Fort Randall Dam lies within view of the military post from which it takes its name. The name of the original fort honored Colonel Daniel W. Randall, one-time deputy paymaster of the Army. The reservoir behind Fort Randall Dam is named after the former South Dakota Representative and Senator, Francis Higbee Case.
The earliest inhabitants to migrate to the Fort Randall area were probably Archaic Period hunters who arrived in the region about 6,000 B.C.
About 1,500 years later, other groups of Native Americans, moving out of the central plains of Nebraska and western Iowa, settled in permanent villages along the Missouri River. These early farmers were probably ancestors of the historic Mandan and Arikara tribes. Sometime after 1750 A.D., the Mandan and Arikara were pushed upriver into North Dakota by Dakota and Lakota Sioux groups moving into the area from the east.
Using buffalo and horses as their mainstays for survival, the Sioux adapted well to northern plains living. Exploration, fur trading and establishment of military outposts were soon followed by homesteading pioneers.

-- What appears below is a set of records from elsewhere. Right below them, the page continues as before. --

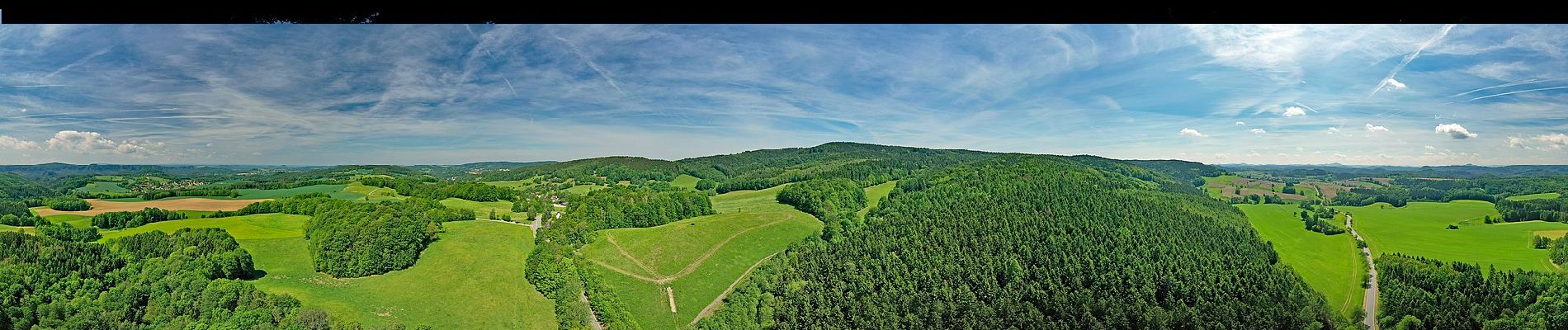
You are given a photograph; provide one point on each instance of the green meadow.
(876, 195)
(1421, 229)
(102, 186)
(470, 277)
(684, 180)
(71, 219)
(372, 193)
(583, 190)
(517, 183)
(331, 190)
(1536, 196)
(1332, 265)
(480, 209)
(698, 258)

From the explorations of Lewis and Clark in the early 1800s until the railroads steamed across the plains in the 1880s, trading posts, explorer camps, Indian agencies, military posts and steamboat landings dotted the basin.
The Fort Randall Military Post, built in 1856 on the south side of the river just below the present site of the dam, was established to keep peace on the frontier and served as a major navigation link on the Missouri River.

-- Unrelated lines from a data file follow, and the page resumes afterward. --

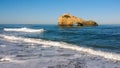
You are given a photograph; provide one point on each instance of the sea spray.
(24, 29)
(108, 55)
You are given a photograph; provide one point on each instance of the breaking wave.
(24, 30)
(108, 55)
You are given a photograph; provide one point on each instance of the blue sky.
(48, 11)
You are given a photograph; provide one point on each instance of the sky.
(48, 11)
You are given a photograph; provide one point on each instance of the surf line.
(107, 55)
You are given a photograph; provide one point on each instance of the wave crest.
(108, 55)
(24, 30)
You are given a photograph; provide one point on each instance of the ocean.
(25, 42)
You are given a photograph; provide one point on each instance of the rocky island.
(70, 20)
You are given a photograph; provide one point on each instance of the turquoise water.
(15, 37)
(103, 36)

The Fort Randall Military Post, located on the south side of the river just below the present site of the dam, was named for Colonel Daniel Randall, a career Army officer who also served as Deputy Paymaster General of the Army. The site was selected in 1856 by General William S. Harney, Commander of the Sioux Expedition.

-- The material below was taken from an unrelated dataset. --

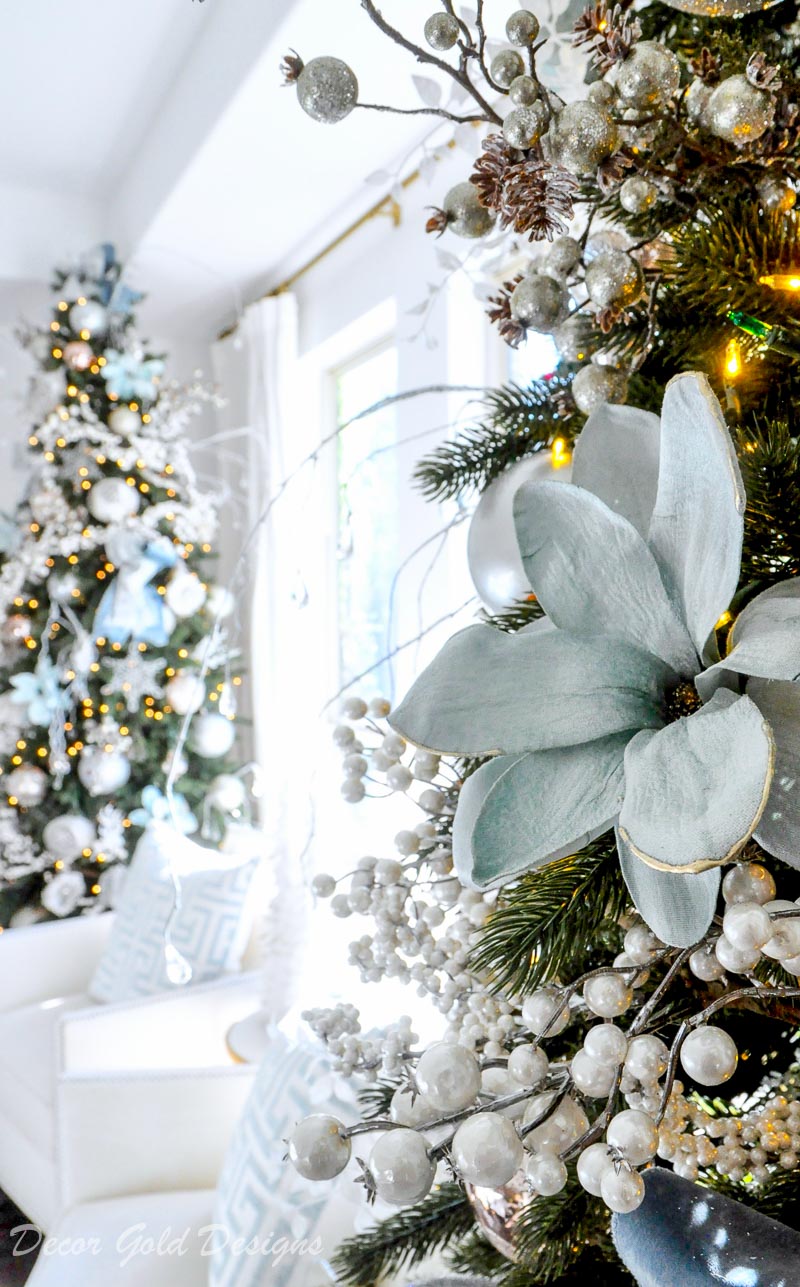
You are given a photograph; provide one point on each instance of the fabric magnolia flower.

In 1875, soldiers of the Fort conceived the idea of building a combination church and Odd Fellows meeting hall in an effort to stem rampant alcoholism and provide some social, spiritual and intellectual stimulation at the isolated post.
The Fort Randall Post Cemetery is located on the south side of the river just below the present site of the dam. When the fort was officially abandoned in 1892, the 158-grave cemetery was left to the elements.